IHME analyzed new mortality data by age, sex, and county for the US from 1989 to 2009. Across US counties, life expectancy in 2009 ranged from 66.1 to 81.6 years for men and 73.5 to 86.0 years for women. From 1989 to 2009, life expectancy for men improved by 4.6 years on average but only by 2.7 years for women. And throughout the country, women were more likely than men to have no progress in life expectancy or to have their lifespans get shorter over time.
In 661 counties, life expectancy stopped dead or went backwards for women since 1999. By comparison, life expectancy for men stopped or reversed in 166 counties. This troubling trend is occurring in 84% of Oklahoma counties, 58% of Tennessee counties, and 33% of Georgia counties.
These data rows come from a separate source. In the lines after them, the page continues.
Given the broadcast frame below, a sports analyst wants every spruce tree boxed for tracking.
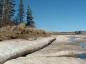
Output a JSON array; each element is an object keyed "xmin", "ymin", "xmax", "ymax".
[
  {"xmin": 26, "ymin": 5, "xmax": 35, "ymax": 27},
  {"xmin": 1, "ymin": 0, "xmax": 15, "ymax": 26},
  {"xmin": 13, "ymin": 14, "xmax": 20, "ymax": 25},
  {"xmin": 2, "ymin": 0, "xmax": 8, "ymax": 25},
  {"xmin": 0, "ymin": 0, "xmax": 3, "ymax": 27},
  {"xmin": 8, "ymin": 0, "xmax": 15, "ymax": 20},
  {"xmin": 0, "ymin": 0, "xmax": 3, "ymax": 18},
  {"xmin": 18, "ymin": 0, "xmax": 24, "ymax": 23}
]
The gap between women living the longest lives and those living the shortest lives is growing, too. In Collier, Florida, women live 85.8 years on average. In McDowell, West Virginia, they live to be 74.1. That’s an 11.7-year gap. In 1989, the gap was 8.7 years. For men, the gap is larger – 15.5 years – but it has grown by less than a year since 1989. Men live the longest in Marin, California, at 81.6 years. They live the shortest lives on average in Quitman and Tunica, Mississippi, at 66.1.
The range of life expectancies is so broad that in some counties, such as Stearns, Minnesota, lifespans rival some of the places where people live the longest – Japan, Hong Kong, and France – while in other counties, life expectancies are lower than places that spend far less on health care – Egypt, Indonesia, and Colombia. Even within states, there are large disparities. Women in Fairfax, Virginia, have among the best life expectancies in the world at 84.1 years, while in Sussex, Virginia, they have among the worst at 75.9 years.
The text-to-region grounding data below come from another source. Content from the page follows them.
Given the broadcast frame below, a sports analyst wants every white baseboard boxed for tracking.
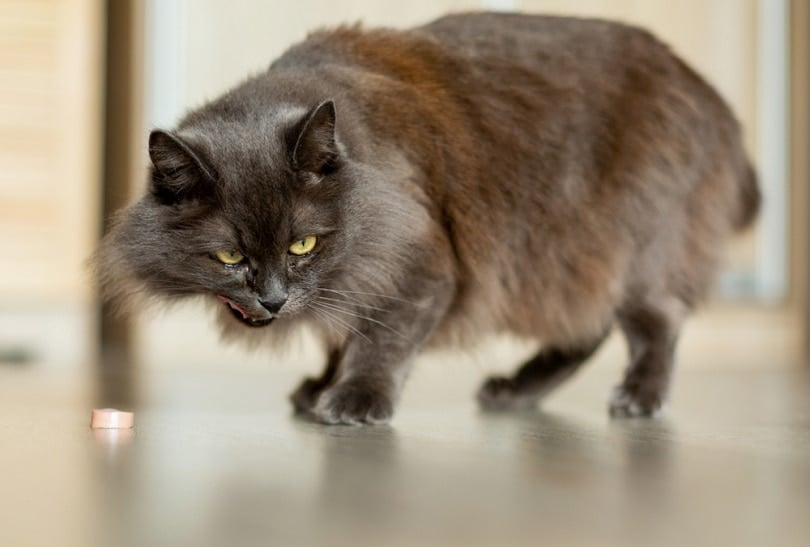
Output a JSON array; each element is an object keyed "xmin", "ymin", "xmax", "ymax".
[{"xmin": 0, "ymin": 304, "xmax": 96, "ymax": 369}]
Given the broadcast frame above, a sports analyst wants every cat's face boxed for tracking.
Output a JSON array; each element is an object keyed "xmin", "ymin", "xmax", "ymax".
[
  {"xmin": 111, "ymin": 100, "xmax": 347, "ymax": 328},
  {"xmin": 188, "ymin": 171, "xmax": 344, "ymax": 328}
]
At the same time, the life expectancy gap between black Americans and white Americans is closing. In 1989, black men could expect to live to be 63.8 on average, while white men had an average lifespan of 72.5, a difference of 8.7 years. In 2009, black male life expectancy improved by nearly a decade to 71.2 years, and white male life expectancy improved at a slower rate to 76.7 years, a 5.5-year gap. The gap between black women and white women is even narrower: 3.6 years. Black women on average in 2009 had a life expectancy of 77.9 years, compared to 81.5 years for white women.